Ermutigende Resultate bei einigen wenigen Patienten mit malignem Mesothelium konnten in der Sonderabteilung für Strahlentherapie der Universität Wien erzielt werden (Koren et al. 1996). Hier wurde durch eine kombinierte Therapie aus Laserlicht (632-nm-Argonlaser) und der oralen Einnahme (Hematoporphyrin-Derivate) mit zusätzlichem Auftragen von Hypericinsalbe auf die tumorbefallene Hautstelle eine Zerstörung von Tumorzellen registriert. Von einer Heilung war jedoch nicht zu sprechen.
Wird jedoch Hypericin bei Patienten mit den Hautkrebsarten Basalzellkarzinom bzw. squamösen Zellkarzinom in einer Menge von 40-100 Mikrogramm direkt in die Läsion gespritzt, kann es eine direkte Zerstörung von Teilen des Tumorgewebes bewirken (Alecu et al. 1998).
Diese und andere Studien weisen darauf hin, daß bei ausgewählten Tumoren eine Hypericin-Therapie sinnvoll sein kann, um das Tumorwachstum oder die Tumormetastasierung zu bremsen. Eines dürfte jedoch sicher sein: der geringe Hypericin- und Pseudohypericingehalt der handelsüblichen Präparate ist keinesfalls ausreichend, um die dafür notwendigen Wirkspiegel zu erzeugen. Deshalb stellen die gängigen Präparate keinesfalls neue "Wundermittel" gegen Krebs dar.
Johanniskraut - endlich ein Mittel ohne Reue?
Die fehlende akute Toxizität des Johanniskrauts ergibt sich für die Behandlung depressiver Verstimmungen ein ermutigendes Bild. Es wäre denkbar, daß das Johanniskraut auch bei schwereren Formen der Depression in der Zukunft Anwendung finden könnte. Aber "every cloud has a silver lining": Johanniskraut führt - wie andere Arzneimittel auch - in Einzelfällen (0,4-0,6% der Patienten) zu Nebenwirkungen wie Müdigkeit, allergische Reaktionen und Magen-Darm-Beschwerden (Arznei-Telegramm 8/1996).

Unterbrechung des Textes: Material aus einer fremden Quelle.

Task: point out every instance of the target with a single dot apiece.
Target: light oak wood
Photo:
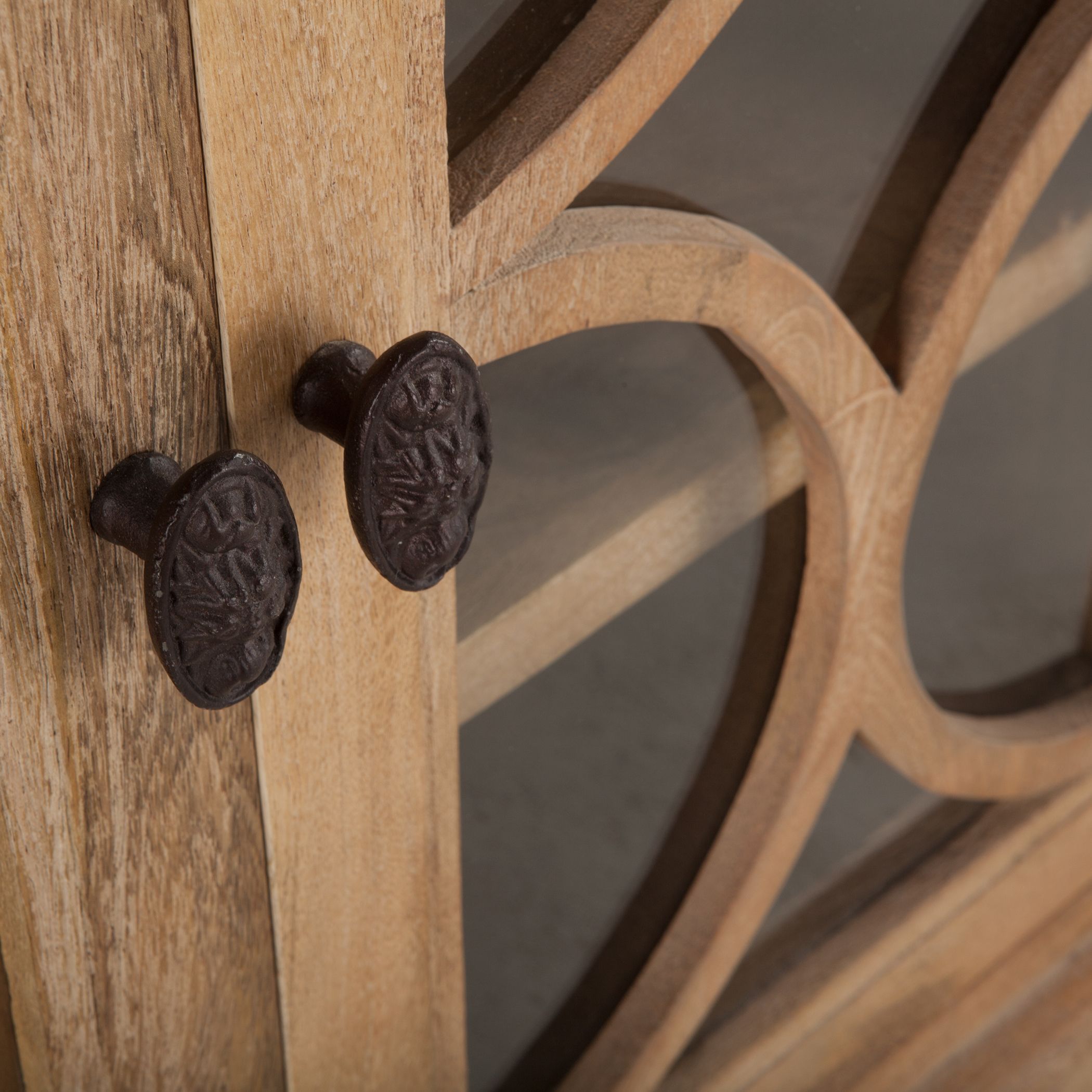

Kritisch muß deshalb aus der Sicht des Patienten darauf geachtet werden, daß durch den völlig freien Verkauf von Johanniskraut- oder Johannisölkapseln über Supermarktketten wie ALDI seit Jahren ein "Massenexperiment" sowohl bezüglich der Gesamtbevölkerung als auch bei bestimmten Patientengruppen abläuft, welches sich faktisch jeglicher Kontrolle entzieht. Bemerkenswert ist bei der seit Jahren laufenden Vermarktung nämlich, daß in den Beipackzetteln (Stand November 1998) des im Discounter ALDI vermarkteten Johanniskrautpräparates "St. Benedikt - Vita Johanniskrautdragée" (FB Vertrieb GmbH, Pf. 1660, 21306 Lüneburg) nur auf die Nebenwirkung der Photosensibilisierung abgestellt wird und abgeraten wird, das Mittel bei Kindern im Alter unter 12 Jahren anzuwenden.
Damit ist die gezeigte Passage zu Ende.